Coinbase también busca resolver el problema
Otra aproximación proviene de Spindl, una plataforma adquirida por Coinbase en 2025.
Su objetivo no es verificar quién vio un anuncio, sino demostrar que la publicidad generó una acción real.
En lugar de depender de cookies o modelos probabilísticos, la plataforma rastrea eventos verificables en blockchain, como la instalación de una aplicación, una interacción con una billetera digital o la compra de un activo.
De esta forma, los anunciantes pueden seguir el recorrido completo desde la exposición inicial hasta la acción final.
Dos soluciones para una misma preocupación
Aunque utilizan enfoques diferentes, ambos modelos intentan resolver el mismo problema de fondo: la falta de confianza en las métricas digitales.
Por un lado, los sistemas de identidad verifican que existe una persona detrás de la impresión.
Por otro, las plataformas de atribución verifican que la campaña produjo un resultado auténtico.
En conjunto, representan un intento de reconstruir la confianza en un ecosistema donde la automatización y la inteligencia artificial han hecho cada vez más difícil distinguir entre actividad real y actividad simulada.
Los desafíos siguen siendo importantes
La blockchain, sin embargo, no resuelve todos los problemas.
Un registro inmutable solo es tan fiable como la información que recibe.
Si un sistema de verificación humana es engañado o si un dispositivo comprometido logra hacerse pasar por un usuario legítimo, la blockchain conservará permanentemente un dato incorrecto.
Además, la utilización de sistemas de identidad digital, especialmente aquellos vinculados a datos biométricos, plantea interrogantes regulatorios y de privacidad que probablemente seguirán generando debate.
Un mercado demasiado grande para ignorarlo
La urgencia de encontrar soluciones es evidente.

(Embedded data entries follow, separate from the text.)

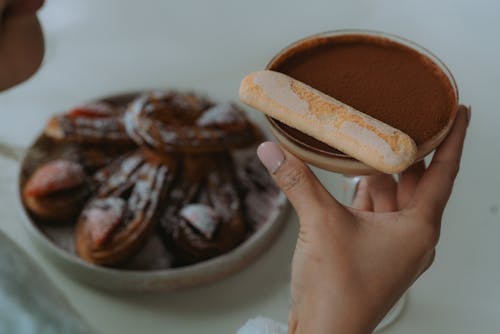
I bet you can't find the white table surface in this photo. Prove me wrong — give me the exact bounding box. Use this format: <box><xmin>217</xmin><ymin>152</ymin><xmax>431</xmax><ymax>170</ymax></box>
<box><xmin>0</xmin><ymin>0</ymin><xmax>500</xmax><ymax>334</ymax></box>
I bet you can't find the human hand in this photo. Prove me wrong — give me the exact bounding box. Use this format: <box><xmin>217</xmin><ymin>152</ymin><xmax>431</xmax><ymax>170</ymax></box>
<box><xmin>257</xmin><ymin>106</ymin><xmax>470</xmax><ymax>334</ymax></box>
<box><xmin>0</xmin><ymin>0</ymin><xmax>44</xmax><ymax>91</ymax></box>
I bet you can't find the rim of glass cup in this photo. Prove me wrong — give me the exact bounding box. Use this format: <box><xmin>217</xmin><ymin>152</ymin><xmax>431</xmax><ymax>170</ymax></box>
<box><xmin>266</xmin><ymin>29</ymin><xmax>459</xmax><ymax>164</ymax></box>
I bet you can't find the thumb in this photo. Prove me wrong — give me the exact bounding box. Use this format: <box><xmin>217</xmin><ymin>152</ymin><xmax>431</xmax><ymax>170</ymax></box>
<box><xmin>257</xmin><ymin>142</ymin><xmax>340</xmax><ymax>217</ymax></box>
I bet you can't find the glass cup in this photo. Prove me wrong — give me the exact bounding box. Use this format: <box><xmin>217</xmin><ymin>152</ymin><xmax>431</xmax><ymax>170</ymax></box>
<box><xmin>266</xmin><ymin>30</ymin><xmax>458</xmax><ymax>331</ymax></box>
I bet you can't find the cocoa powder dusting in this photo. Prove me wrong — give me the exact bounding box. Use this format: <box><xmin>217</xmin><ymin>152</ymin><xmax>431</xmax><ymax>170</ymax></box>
<box><xmin>270</xmin><ymin>35</ymin><xmax>457</xmax><ymax>145</ymax></box>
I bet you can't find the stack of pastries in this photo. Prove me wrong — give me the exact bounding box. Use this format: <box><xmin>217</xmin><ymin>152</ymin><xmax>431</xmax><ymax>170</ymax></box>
<box><xmin>22</xmin><ymin>91</ymin><xmax>279</xmax><ymax>267</ymax></box>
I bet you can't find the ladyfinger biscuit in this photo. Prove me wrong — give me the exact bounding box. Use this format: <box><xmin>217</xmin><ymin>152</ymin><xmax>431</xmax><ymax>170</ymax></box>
<box><xmin>239</xmin><ymin>70</ymin><xmax>417</xmax><ymax>173</ymax></box>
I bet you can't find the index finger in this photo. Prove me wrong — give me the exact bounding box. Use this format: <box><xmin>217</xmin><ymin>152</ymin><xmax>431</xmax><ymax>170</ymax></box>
<box><xmin>415</xmin><ymin>105</ymin><xmax>470</xmax><ymax>216</ymax></box>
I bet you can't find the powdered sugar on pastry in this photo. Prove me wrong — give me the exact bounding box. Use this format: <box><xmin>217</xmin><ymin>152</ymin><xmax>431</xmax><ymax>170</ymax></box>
<box><xmin>240</xmin><ymin>70</ymin><xmax>417</xmax><ymax>173</ymax></box>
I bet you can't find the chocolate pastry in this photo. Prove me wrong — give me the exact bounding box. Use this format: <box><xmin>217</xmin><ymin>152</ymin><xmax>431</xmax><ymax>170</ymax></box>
<box><xmin>45</xmin><ymin>102</ymin><xmax>132</xmax><ymax>145</ymax></box>
<box><xmin>233</xmin><ymin>150</ymin><xmax>280</xmax><ymax>231</ymax></box>
<box><xmin>160</xmin><ymin>152</ymin><xmax>247</xmax><ymax>265</ymax></box>
<box><xmin>125</xmin><ymin>92</ymin><xmax>255</xmax><ymax>154</ymax></box>
<box><xmin>75</xmin><ymin>154</ymin><xmax>174</xmax><ymax>265</ymax></box>
<box><xmin>23</xmin><ymin>92</ymin><xmax>278</xmax><ymax>268</ymax></box>
<box><xmin>23</xmin><ymin>159</ymin><xmax>90</xmax><ymax>222</ymax></box>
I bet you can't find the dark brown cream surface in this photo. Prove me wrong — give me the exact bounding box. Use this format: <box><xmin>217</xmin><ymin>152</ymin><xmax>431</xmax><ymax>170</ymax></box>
<box><xmin>270</xmin><ymin>35</ymin><xmax>457</xmax><ymax>145</ymax></box>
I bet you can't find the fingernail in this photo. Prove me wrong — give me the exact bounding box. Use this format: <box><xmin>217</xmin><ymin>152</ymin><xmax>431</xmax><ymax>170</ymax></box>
<box><xmin>257</xmin><ymin>141</ymin><xmax>285</xmax><ymax>174</ymax></box>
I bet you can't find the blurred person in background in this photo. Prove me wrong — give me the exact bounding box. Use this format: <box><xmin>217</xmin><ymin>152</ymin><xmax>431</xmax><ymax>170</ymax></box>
<box><xmin>0</xmin><ymin>0</ymin><xmax>470</xmax><ymax>334</ymax></box>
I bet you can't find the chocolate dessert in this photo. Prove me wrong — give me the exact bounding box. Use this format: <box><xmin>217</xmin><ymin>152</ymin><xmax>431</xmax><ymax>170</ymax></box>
<box><xmin>269</xmin><ymin>34</ymin><xmax>457</xmax><ymax>149</ymax></box>
<box><xmin>22</xmin><ymin>92</ymin><xmax>279</xmax><ymax>269</ymax></box>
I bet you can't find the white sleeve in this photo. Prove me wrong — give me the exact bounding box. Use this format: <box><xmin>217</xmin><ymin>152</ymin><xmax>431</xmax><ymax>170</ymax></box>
<box><xmin>236</xmin><ymin>317</ymin><xmax>288</xmax><ymax>334</ymax></box>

Las proyecciones de la industria estiman que las pérdidas derivadas del fraude publicitario podrían superar los 172.000 millones de dólares anuales antes del final de la década.
En un mercado global que mueve más de un billón de dólares al año en inversión publicitaria, incluso una pequeña reducción de esas pérdidas representaría miles de millones de dólares en valor protegido.
Por ello, la industria parece dirigirse hacia una nueva etapa donde detectar el fraude ya no será suficiente.
La próxima gran batalla consistirá en demostrar, con pruebas verificables, que detrás de cada anuncio existe una persona real y que cada resultado reportado ocurrió realmente.
En ese escenario, la inteligencia artificial y la blockchain podrían terminar funcionando como aliados inesperados en la lucha contra uno de los problemas más costosos de la publicidad digital.